Ce 8 novembre, le rassemblement du « Collectif des 10 » à la capitale a été marqué par un niveau rare de violence. Un manifestant a été gravement blessé, avec une partie de sa joue arrachée par un tir de flash-ball des forces de l’ordre. Au moins cinq autres personnes ont été blessées, et un député de l’opposition a été arrêté. (Source : AFP)
Les forces de l’ordre malgaches ont dispersé, mercredi 8 novembre, avec des jets de gaz lacrymogènes, à moins de deux semaines de la présidentielle, plusieurs cortèges de manifestants se dirigeant à l’appel de l’opposition vers le centre d’Antananarivo, ont constaté des journalistes de l’AFP.

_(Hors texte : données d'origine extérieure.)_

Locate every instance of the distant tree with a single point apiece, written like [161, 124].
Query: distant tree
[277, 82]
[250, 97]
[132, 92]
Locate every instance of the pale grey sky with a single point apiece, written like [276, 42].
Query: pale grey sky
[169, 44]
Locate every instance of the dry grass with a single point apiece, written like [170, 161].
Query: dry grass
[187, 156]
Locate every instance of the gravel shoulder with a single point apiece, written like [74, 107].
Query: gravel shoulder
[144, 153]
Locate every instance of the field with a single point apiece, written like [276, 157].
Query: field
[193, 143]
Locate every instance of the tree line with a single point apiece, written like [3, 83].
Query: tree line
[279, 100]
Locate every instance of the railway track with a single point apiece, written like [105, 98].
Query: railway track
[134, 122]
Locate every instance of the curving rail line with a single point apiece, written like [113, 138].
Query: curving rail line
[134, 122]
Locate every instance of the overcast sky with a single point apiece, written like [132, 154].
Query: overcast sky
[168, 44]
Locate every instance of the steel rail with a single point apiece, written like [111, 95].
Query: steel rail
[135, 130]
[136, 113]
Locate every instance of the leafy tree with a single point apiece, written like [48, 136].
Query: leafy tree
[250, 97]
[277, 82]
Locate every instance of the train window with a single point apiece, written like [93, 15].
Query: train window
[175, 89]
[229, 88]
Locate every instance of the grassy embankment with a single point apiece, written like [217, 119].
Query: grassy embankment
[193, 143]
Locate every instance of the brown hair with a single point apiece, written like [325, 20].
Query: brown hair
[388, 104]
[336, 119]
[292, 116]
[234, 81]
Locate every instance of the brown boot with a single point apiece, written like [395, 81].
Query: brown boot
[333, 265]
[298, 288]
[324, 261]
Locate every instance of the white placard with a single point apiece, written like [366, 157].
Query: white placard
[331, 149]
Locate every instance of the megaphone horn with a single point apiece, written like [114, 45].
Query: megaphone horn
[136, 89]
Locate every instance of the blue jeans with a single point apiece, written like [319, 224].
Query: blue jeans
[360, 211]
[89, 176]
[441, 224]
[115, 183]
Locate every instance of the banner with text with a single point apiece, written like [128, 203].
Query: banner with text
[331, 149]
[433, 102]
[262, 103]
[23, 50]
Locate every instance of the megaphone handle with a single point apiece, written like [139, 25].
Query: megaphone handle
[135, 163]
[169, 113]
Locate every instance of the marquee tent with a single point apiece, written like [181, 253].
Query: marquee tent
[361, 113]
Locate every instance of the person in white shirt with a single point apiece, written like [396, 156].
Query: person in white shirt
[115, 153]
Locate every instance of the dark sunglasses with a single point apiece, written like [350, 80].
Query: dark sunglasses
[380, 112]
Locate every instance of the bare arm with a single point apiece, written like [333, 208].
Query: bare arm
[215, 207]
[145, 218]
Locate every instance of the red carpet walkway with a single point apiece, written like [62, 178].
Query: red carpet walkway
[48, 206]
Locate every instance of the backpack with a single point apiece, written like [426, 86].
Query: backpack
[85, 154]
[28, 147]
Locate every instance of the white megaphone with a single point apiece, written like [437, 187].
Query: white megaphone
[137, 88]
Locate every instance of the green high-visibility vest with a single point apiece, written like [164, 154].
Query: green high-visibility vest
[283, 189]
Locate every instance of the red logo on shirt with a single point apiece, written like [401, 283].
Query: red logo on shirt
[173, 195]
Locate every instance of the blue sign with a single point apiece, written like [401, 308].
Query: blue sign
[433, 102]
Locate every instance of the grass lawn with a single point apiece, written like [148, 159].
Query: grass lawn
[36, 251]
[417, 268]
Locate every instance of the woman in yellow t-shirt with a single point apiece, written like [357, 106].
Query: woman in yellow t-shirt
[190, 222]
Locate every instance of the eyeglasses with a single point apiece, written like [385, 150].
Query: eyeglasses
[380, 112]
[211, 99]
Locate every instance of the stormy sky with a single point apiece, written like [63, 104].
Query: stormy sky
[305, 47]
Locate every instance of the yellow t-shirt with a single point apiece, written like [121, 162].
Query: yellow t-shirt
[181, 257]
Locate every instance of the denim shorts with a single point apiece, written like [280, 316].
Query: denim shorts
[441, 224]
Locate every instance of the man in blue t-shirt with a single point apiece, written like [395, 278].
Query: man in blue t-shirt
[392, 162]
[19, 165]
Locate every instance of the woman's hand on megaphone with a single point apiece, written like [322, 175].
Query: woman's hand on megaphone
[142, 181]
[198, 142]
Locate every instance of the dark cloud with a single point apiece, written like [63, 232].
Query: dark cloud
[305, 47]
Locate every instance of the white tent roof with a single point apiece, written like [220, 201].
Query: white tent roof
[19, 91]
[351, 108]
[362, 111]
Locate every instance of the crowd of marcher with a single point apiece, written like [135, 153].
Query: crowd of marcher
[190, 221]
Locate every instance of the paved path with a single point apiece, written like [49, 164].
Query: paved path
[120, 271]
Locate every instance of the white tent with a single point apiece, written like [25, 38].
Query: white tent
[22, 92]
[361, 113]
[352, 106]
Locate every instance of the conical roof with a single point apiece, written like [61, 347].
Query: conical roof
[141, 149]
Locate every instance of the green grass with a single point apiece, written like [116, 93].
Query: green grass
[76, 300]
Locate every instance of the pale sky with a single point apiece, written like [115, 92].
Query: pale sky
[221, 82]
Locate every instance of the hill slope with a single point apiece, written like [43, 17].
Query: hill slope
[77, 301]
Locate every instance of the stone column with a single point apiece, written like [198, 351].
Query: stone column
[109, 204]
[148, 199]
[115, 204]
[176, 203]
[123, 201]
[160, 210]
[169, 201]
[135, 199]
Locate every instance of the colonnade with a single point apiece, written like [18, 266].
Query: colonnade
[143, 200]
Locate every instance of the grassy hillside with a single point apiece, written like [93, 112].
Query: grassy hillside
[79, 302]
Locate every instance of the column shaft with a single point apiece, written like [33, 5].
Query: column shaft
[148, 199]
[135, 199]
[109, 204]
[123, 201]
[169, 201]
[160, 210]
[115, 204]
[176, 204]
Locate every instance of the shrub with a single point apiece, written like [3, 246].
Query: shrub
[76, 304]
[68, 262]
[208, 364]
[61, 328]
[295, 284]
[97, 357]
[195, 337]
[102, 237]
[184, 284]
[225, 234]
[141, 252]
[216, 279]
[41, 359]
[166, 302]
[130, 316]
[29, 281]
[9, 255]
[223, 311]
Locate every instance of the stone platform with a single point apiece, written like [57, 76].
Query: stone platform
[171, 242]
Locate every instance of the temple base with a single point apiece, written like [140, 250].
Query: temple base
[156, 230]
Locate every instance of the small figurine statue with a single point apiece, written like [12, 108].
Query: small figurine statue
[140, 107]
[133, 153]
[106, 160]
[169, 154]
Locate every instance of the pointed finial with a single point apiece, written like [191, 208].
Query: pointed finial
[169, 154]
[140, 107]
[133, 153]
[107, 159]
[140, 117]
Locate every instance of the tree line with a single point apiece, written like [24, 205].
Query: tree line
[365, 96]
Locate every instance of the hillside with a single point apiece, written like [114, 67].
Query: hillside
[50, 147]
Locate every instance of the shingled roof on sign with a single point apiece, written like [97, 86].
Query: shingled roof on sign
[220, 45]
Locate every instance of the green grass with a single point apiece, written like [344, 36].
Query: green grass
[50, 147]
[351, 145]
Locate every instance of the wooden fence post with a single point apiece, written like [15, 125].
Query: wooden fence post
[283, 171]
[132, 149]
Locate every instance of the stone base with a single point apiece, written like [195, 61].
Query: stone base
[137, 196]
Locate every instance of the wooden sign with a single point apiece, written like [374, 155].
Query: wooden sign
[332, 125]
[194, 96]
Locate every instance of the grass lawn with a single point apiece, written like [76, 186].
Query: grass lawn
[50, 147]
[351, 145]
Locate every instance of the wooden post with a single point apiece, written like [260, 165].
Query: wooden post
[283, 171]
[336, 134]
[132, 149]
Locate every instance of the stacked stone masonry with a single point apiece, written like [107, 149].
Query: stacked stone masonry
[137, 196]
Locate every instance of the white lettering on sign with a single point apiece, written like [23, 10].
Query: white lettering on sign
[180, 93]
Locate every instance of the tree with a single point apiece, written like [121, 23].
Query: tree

À 13h30, la tension s’intensifie devant le Palais des Sports de Mahamasina. Les forces de l’ordre avancent en ligne, rythmées par les coups portés contre leurs boucliers pour disperser la foule. Le candidat à la présidentielle n°12, Jean-Jacques Ratsietison, arrêté deux jours plus tôt lors d’une manifestation, se déclare aujourd’hui « combattif » mais souligne un climat de rue de plus en plus délétère.
« Ce sont les gendarmes qui sont menaçants. En fait, ils ont peur des attroupements. Monsieur Andry Rajoelina est arrivé au pouvoir grâce à des mouvements populaires, et maintenant il en a peur. Mais nous, on est pas là pour un gouvernement, nous on mène des manifestations pacifiques. »
Voilà plus de deux heures que les deux parties se font face quand d’autres éléments des forces de l’ordre affluent en renfort. Tous savent que le fragile équilibre en place peut être rompu à tout moment. Tout bascule lors de l’interpellation soudaine du député TIM – parti de l’ancien président Marc Ravalomanana – Fetra Ralambozafimbololona. En colère, certains des manifestants tentent, selon les forces de l’ordre, de prendre à partie un gendarme. Là, réplique immédiate. Une nouvelle fois, des explosions de grenades lacrymogènes retentissent dans les rues de la capitale. Un épais nuage blanc recouvre alors les lieux, aussitôt désertés par les manifestants.
Après les évènements, les appels à cesser les violences se sont multipliés, de la part du « Collectif des 10 » eux-mêmes, de la présidente de l’Assemblée nationale, Christine Razanamahasoa,- à la tête de la dernière tentative de médiation initiée avec les leaders religieux du FFKM – ou encore de plusieurs organisations de la société civile.